Nursing competencies begin to develop during nursing education; however, research highlights variations in student learning [10]. As shown in a previous study [11], 73% of the Indonesian nursing students are prepared for natural disasters. However, increased repetitions of practice in disaster nursing guided by knowledgeable instructors is important for: 1. triaging to identify health problems, 2. initial treatment, 3. organizing safe transferring the patient to the nearest emergency service units, and 4. teamwork [11]. 
The majority of European hospitals use the Manchester Triage System (MTS) to evaluate patients’ needs for emergency care [12]. However, MTS is less effective for children and the elderly. Moreover, MTS is also potentially useful during waiting times in emergency units; however, trained staff is required [13]. Organizational factors, staff’s experiences, and MTS influence patients’ safety; therefore, assessment tools and follow-up periods are required [14]. Triaging saves lives, but health professionals face difficulties in prioritizing patients’ needs due to limited resources. High priority patients require a substantial amount of available resources leading to suffering patients with a lower priority condition [15]. Furthermore, the ABCDE method is a systematic approach to provide life-saving treatment in complex clinical situations. Each letter represents a vital function: A (airways), B (breathing), C (circulation), D (disability) and E (exposure). Beginning with A, a patient’s airways are assessed and treated before the next vital function (B) is examined [15].
Emergency care requires intraprofessional teamwork built on open communication that respects each team member’s values and expertise and is visualized by common decision-making to promote the patient’s best interests [6, 9, 11, 16, 17]. 
Health and well-being are dynamically and constantly changing in daily life due to the connections between the human body, soul, and spirit. Suffering occurs in daily life, with physical, mental and social consequences. However, unnecessary suffering, such as punishment or lack of care, must be avoided [18]. Although suffering can be difficult to express because of a lack of concrete language to explain pain or anxiety, nurses must be responsive to understand patients’ expressions [5]. Moreover, according to a previous study [19], nursing students who accept their own limitations can increase their understanding of suffering and how it occurs. Furthermore, survivors of the Asian earthquake in 2004, described suffering as physical and psychological symptoms due to stress prompted by the need to rebuild from nothing and dealing with anger, guilt, fear, and vulnerability. These symptoms persisted for up to one year after the disaster and were related to whether and when family members were found (alive or dead) [20]. 
In summary, the geographical location of Indonesia put it at risk of frequent natural disasters, therefore, increasing the knowledge regarding disaster nursing is important in reducing suffering. Based on the limited number of studies on disaster nursing, the current study aimed at providing more information regarding this issue. Therefore, the aim of the study was to describe nursing students’ experiences of nursing education in disaster nursing in one of the universities in Indonesia.

2. Materials and Methods
This study was conducted in a state university in Indonesia officially founded in 1949 with 18 faculties (academic and vocational education). The nursing education faculty was founded in 1998 and consists of different six-week blocks. One of these blocks is “Disaster Nursing” and is divided into seven to nine subjects/weeks: basic concepts of disaster and health, prevention/migration, disaster preparedness, disaster response and rehabilitation/recovery, and disaster simulation. Moreover, nursing students receive a bachelor’s degree after four years, and then they attend a one-year internship (hospital or clinics) to fulfill the requirements to become a registered nurse (personal communication, February 25, 2019).

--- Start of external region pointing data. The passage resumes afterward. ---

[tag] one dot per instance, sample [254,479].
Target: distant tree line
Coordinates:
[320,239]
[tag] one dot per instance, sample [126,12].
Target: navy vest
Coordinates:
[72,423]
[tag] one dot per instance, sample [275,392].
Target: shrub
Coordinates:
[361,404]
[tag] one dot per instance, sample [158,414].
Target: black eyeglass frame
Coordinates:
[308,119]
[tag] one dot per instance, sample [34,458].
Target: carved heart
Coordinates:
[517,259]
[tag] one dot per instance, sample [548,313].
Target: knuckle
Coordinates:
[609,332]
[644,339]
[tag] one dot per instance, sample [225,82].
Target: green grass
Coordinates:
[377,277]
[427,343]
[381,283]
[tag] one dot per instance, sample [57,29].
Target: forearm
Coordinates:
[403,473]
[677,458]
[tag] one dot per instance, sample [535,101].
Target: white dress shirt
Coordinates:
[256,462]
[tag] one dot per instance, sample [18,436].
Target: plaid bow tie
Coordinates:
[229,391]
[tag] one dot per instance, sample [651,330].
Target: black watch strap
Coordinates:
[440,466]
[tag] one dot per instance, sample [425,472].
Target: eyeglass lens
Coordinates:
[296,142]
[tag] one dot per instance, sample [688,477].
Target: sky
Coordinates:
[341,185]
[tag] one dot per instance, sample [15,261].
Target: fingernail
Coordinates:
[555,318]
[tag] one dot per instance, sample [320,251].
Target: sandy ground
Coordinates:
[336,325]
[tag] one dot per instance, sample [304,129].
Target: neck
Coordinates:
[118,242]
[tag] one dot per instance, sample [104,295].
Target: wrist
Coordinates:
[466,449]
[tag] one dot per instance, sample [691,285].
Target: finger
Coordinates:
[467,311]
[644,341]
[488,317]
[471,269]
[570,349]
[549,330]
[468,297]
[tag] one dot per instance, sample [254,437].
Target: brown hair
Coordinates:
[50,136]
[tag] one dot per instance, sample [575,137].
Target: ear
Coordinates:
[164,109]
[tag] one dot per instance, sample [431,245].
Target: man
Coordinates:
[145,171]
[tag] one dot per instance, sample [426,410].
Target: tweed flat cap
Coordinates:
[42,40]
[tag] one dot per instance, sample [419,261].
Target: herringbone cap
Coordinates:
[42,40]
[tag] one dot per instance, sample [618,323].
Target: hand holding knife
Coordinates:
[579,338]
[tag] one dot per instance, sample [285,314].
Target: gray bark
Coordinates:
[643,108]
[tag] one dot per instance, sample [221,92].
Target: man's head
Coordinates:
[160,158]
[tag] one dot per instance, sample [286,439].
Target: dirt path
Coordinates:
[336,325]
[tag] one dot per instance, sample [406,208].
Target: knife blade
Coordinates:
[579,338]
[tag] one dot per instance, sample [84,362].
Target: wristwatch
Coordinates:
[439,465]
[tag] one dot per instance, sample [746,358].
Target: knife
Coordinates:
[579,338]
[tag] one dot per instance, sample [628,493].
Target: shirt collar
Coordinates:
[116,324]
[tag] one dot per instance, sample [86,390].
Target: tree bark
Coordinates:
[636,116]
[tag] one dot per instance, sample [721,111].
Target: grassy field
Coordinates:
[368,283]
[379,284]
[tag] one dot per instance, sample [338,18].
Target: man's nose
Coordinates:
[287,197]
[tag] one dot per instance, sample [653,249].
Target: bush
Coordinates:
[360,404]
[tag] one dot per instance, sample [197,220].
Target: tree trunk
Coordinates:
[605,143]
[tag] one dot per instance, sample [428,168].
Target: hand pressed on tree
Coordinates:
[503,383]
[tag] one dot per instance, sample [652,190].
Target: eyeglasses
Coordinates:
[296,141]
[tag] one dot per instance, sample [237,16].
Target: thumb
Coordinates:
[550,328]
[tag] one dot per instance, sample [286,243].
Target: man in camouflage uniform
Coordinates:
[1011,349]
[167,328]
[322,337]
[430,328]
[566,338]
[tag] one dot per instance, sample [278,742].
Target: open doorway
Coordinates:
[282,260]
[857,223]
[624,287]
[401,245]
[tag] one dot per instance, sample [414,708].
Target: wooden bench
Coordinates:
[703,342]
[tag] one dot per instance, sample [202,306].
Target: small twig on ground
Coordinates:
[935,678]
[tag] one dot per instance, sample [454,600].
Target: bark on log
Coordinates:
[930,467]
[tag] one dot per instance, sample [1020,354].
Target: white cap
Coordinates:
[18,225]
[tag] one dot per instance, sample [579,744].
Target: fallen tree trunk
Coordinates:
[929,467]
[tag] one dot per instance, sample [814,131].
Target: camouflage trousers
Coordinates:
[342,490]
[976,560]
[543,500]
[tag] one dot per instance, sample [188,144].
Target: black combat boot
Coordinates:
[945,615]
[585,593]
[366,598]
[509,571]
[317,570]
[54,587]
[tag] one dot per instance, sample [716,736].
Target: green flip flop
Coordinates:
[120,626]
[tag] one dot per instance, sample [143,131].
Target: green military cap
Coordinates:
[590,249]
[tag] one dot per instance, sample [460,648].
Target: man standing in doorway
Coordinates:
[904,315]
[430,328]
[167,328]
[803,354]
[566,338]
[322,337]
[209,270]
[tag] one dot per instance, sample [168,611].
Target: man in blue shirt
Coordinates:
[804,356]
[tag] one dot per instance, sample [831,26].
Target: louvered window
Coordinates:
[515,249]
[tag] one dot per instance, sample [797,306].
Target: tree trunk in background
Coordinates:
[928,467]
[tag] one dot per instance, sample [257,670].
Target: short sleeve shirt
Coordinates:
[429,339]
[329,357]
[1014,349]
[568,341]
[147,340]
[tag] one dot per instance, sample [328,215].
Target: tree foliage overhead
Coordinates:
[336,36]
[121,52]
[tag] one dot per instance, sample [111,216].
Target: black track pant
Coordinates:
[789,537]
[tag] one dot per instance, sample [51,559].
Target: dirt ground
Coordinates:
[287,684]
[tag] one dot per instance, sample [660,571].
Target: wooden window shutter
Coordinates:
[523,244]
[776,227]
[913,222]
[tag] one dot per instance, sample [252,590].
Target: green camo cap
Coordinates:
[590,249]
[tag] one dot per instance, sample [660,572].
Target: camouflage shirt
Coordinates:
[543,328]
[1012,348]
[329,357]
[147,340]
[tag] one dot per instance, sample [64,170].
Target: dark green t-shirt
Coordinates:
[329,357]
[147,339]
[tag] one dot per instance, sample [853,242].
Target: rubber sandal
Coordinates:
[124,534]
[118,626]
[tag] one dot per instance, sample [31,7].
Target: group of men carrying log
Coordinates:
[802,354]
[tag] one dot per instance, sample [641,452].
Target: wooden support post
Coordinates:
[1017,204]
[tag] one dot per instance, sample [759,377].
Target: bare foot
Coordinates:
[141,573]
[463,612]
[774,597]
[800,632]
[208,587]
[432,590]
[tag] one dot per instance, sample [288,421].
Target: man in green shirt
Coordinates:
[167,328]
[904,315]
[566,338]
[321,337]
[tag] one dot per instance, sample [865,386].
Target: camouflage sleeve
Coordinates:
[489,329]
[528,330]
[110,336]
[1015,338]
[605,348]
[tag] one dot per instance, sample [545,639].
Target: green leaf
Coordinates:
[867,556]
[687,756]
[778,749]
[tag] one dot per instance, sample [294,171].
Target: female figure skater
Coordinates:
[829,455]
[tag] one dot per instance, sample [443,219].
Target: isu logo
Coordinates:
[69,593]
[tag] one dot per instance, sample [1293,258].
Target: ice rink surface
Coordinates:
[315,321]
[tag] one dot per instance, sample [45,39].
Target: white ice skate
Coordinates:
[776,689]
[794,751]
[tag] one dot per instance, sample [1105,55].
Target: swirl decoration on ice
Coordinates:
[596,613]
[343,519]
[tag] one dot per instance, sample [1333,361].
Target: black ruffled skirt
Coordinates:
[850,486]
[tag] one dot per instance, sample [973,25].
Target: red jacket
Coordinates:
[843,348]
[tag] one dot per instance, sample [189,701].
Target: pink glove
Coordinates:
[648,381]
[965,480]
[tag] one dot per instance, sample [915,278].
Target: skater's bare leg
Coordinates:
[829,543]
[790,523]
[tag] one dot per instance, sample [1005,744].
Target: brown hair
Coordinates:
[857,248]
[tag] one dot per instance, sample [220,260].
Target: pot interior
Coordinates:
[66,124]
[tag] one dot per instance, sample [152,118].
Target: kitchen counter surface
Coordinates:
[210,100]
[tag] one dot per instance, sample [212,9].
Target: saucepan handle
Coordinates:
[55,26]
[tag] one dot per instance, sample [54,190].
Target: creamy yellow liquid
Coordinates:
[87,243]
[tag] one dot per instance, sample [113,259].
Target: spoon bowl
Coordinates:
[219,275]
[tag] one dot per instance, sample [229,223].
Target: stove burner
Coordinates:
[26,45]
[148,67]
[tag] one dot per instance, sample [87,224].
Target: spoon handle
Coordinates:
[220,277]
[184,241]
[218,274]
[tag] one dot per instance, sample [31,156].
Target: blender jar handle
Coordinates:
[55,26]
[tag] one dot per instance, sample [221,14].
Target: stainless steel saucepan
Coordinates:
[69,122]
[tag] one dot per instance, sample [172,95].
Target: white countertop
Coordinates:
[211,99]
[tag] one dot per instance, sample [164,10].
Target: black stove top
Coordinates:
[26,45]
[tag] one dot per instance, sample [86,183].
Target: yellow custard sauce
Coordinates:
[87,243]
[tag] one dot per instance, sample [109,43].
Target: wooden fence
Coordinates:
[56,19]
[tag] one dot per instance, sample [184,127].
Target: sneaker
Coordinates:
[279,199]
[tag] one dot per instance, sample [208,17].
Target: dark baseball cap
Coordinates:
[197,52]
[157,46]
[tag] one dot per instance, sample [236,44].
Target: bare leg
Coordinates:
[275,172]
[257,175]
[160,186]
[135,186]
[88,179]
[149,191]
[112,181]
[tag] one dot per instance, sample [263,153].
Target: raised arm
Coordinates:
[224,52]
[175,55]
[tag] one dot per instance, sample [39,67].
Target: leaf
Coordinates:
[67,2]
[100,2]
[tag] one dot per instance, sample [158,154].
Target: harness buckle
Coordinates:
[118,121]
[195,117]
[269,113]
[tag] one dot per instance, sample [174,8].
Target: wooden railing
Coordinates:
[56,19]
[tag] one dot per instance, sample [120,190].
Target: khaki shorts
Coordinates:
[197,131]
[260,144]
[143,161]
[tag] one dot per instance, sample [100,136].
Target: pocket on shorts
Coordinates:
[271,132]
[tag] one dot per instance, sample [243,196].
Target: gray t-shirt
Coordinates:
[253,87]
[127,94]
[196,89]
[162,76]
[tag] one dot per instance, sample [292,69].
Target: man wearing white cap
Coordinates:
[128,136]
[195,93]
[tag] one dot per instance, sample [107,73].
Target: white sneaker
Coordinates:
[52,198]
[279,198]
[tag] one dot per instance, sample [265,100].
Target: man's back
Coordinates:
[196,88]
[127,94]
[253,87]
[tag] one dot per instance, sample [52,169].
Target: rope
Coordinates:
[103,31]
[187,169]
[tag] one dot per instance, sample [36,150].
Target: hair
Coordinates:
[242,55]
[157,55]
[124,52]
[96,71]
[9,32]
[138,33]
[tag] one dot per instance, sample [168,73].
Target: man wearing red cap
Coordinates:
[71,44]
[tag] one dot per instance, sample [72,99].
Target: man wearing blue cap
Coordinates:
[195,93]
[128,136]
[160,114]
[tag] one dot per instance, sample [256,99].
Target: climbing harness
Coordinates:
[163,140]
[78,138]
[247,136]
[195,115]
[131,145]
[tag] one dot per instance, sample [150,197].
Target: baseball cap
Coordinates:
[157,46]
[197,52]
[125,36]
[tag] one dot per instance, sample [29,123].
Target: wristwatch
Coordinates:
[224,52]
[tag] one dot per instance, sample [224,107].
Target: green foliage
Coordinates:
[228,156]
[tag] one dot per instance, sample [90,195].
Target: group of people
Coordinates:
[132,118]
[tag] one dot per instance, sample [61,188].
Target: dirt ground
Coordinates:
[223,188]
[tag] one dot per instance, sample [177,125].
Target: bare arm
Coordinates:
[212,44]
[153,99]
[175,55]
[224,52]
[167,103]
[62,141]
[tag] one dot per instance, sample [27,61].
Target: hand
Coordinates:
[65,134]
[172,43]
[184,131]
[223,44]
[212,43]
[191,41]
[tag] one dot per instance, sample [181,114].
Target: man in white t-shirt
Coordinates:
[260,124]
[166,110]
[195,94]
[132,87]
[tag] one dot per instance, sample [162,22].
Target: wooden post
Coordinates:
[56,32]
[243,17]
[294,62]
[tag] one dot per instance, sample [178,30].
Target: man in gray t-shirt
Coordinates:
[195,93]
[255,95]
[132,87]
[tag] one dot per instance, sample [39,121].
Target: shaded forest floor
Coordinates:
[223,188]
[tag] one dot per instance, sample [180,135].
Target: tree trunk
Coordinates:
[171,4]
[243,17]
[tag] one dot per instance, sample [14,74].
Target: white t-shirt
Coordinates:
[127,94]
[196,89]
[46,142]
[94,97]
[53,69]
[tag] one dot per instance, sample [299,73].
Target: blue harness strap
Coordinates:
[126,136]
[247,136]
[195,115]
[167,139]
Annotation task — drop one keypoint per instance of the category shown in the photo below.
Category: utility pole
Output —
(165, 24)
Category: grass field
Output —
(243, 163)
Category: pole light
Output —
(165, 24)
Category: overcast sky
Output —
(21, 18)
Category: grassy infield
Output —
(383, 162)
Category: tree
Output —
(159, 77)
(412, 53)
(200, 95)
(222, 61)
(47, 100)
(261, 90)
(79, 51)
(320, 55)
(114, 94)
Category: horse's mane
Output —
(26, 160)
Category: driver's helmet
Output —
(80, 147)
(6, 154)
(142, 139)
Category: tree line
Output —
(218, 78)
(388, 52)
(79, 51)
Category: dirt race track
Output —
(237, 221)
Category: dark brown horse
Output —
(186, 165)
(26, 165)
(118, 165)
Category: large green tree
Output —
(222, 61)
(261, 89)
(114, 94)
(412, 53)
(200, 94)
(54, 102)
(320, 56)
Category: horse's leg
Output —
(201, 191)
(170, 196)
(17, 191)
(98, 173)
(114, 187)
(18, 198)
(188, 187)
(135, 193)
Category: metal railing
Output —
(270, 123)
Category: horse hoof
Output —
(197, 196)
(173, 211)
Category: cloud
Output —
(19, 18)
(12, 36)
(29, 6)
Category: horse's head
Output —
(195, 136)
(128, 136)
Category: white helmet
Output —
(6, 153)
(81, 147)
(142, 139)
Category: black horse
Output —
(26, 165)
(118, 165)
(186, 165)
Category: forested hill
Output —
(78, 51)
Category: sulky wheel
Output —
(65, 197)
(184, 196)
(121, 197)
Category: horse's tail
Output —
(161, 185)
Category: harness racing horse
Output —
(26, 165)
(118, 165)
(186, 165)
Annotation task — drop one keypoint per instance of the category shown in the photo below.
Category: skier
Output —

A qualitative manifest content analysis was performed to study the experiences from a specific phenomenon, such as nursing students’ experiences of education in disaster nursing [21, 22]. Furthermore, an inductive approach was chosen to record the nursing students’ experiences using semistructured interviews [23].
Data collection
Snowball sampling [23], in which informants/contact persons recommend new participants was used to select informants based on the following inclusion criteria: adult nursing students (>18 y) studying at the specific university with approved results (pass) from the block Disaster nursing within the last two years (2017-19) with a good command of English language. The exclusion criterion was registered nurses. Potential participants were identified aided by a contact person at the university who sent out an inquiry to nursing students who met the inclusion criteria. The data collection period was ended after including eight informants (seven women and one man aged 22-24 years). Informants received oral and written information about the study background, aims, methods, voluntary participation, and confidentiality of information, and contact information of the authors. Afterward, written consent was obtained [24].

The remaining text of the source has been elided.